The mental health podcast host and therapist-in-training shares her story and her hopes for the horse world at large.
BY HERO BEAN STEVENSON
Candid conversations about mental health are on the rise. Simone Biles made headlines and opened minds this summer when she spoke up about the intersection of gymnastics and her mental health. In our corner of the sports world, Hero Bean Stevenson is hoping to do the same. The California-based amateur hunter rider, 25, was on track for a career in fine art when her own battle with an eating disorder prompted a detour.
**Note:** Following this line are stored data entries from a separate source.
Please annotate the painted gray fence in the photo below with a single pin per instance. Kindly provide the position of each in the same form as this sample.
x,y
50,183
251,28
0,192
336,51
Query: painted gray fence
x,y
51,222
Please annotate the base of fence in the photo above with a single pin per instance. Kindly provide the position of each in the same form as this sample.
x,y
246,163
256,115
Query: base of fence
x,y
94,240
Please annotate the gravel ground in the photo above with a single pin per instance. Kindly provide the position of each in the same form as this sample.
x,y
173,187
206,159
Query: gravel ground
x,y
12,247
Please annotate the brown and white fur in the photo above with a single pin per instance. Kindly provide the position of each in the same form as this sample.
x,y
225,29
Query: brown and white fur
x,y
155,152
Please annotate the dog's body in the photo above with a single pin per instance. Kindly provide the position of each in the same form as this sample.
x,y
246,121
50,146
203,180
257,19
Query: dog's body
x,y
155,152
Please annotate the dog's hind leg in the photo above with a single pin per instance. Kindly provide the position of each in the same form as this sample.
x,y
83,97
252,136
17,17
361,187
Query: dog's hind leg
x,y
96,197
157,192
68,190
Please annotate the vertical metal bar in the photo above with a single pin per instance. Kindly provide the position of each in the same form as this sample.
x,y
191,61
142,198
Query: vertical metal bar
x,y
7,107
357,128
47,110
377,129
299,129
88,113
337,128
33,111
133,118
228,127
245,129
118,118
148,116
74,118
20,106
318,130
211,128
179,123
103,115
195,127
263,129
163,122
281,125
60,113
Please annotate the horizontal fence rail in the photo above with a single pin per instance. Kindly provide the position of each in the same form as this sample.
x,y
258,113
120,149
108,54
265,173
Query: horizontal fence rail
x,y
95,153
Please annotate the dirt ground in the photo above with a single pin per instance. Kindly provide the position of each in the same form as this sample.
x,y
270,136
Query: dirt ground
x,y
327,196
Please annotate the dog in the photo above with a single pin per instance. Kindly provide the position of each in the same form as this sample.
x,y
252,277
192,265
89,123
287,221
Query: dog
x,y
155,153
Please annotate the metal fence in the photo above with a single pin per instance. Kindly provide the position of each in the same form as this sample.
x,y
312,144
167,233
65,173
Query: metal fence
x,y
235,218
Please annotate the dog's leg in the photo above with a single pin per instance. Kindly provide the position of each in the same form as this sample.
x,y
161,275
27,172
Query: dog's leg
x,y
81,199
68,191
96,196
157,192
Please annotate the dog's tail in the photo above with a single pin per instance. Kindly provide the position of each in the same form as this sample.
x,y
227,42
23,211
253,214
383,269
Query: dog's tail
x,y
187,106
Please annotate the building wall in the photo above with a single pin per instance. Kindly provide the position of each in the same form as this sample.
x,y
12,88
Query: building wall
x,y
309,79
Today, the host of “All of Us,” a mental health podcast set to debut its second season, is studying to become a therapist herself. With hopes of a horse community that does a little more cheering for each other and a little less hiding of our struggles, she shared her story with The Plaid Horse.
Two summers before I was born, my mom was showing in the Adult Amateur Hunters at the Hampton Classic. On Grand Prix Sunday before the big class began, they trotted a tiny, dapple grey miniature horse out onto the field. Immediately after the final horse had jumped off, she found the mini’s breeder, bought him for my one-year-old brother, and loaded “Comet” into the back seat of her Ford Explorer. A tiny four-stall barn was built in the backyard, and a year later, when my mom was pregnant with me, she filled a second stall with my first pony—a miniature white mare named “Stardust.” I grew up in that barn. I remember endless summer days running barefoot with Stardust and Comet through the tall grass, swimming them in the pond, hitching them to their pony cart, and “training” them over tiny jumps on-foot. Honestly, I can’t believe we survived!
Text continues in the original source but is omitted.